Manafort was sent to jail on June 15 by U.S. District Court Judge Amy Berman Jackson pending his multiple trials in Virginia and Washington, D.C., after prosecutors accused him of tampering with potential witnesses.
His lawyers had complained that Manafort was “locked in his cell for at least 23 hours per day” in solitary confinement as they appealed Jackson’s decision.
But prosecutors pushed back, detailing a recorded phone call in which Manafort said the jail staff was treating him like a VIP. He was subsequently transferred to the Alexandria Detention Center.
He was found guilty on eight criminal counts in the Virginia trial in August, and pleaded guilty in the D.C. case shortly before it was scheduled to begin in September. Manafort agreed to cooperate with the special counsel’s investigation as part of that plea deal.

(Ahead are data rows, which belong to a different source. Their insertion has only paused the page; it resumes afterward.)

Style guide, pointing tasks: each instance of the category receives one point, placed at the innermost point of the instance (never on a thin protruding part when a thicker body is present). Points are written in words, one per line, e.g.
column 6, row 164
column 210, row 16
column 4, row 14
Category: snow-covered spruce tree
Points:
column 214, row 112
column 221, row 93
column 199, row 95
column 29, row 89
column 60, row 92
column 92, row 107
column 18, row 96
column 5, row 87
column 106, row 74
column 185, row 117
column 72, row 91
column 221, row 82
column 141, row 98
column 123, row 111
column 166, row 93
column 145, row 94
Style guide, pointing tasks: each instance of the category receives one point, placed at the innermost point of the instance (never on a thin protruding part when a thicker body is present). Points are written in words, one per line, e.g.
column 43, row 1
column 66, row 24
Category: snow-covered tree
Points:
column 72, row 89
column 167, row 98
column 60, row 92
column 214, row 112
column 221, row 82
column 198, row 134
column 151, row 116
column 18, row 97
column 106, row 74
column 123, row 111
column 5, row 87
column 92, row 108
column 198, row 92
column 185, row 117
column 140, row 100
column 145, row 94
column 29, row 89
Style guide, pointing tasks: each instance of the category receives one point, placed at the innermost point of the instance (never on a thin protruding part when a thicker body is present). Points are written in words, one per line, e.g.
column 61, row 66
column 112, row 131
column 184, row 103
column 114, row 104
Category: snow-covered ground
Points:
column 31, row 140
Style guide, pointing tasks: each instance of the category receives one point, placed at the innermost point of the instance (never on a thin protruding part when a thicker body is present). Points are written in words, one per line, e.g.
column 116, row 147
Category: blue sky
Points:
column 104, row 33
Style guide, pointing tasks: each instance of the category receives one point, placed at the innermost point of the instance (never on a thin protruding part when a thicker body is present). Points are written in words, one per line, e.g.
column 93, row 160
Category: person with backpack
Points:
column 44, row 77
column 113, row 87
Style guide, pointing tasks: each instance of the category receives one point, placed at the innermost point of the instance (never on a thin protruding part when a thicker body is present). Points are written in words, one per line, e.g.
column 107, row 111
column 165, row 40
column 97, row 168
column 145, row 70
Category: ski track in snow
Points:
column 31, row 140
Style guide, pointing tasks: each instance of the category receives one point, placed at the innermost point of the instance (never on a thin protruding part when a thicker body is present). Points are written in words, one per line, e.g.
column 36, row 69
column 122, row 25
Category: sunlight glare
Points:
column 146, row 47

Mueller’s team is conducting an ongoing probe of Russia’s interference in the 2016 election and possible coordination with the Trump campaign.
Manafort was indicted by special counsel Robert Mueller’s prosecutors on charges related to his consulting work years earlier for a pro-Russia political party in Ukraine.
The Friday hearing in Alexandria was also set to address 10 other criminal counts that were deadlocked by the 12-member jury during the August trial.
Mueller’s prosecutors had the option to re-try those deadlocked counts, and had signaled their intention to wait on that decision until after Manafort had finished cooperating. But Ellis said in a court filing that that would be a “highly unusual” thing to wait for, and told Mueller to make a decision at the hearing.
The U.S. attorneys told Ellis that they would accept a dismissal of the counts so long as they had the option to re-file the charges in the future.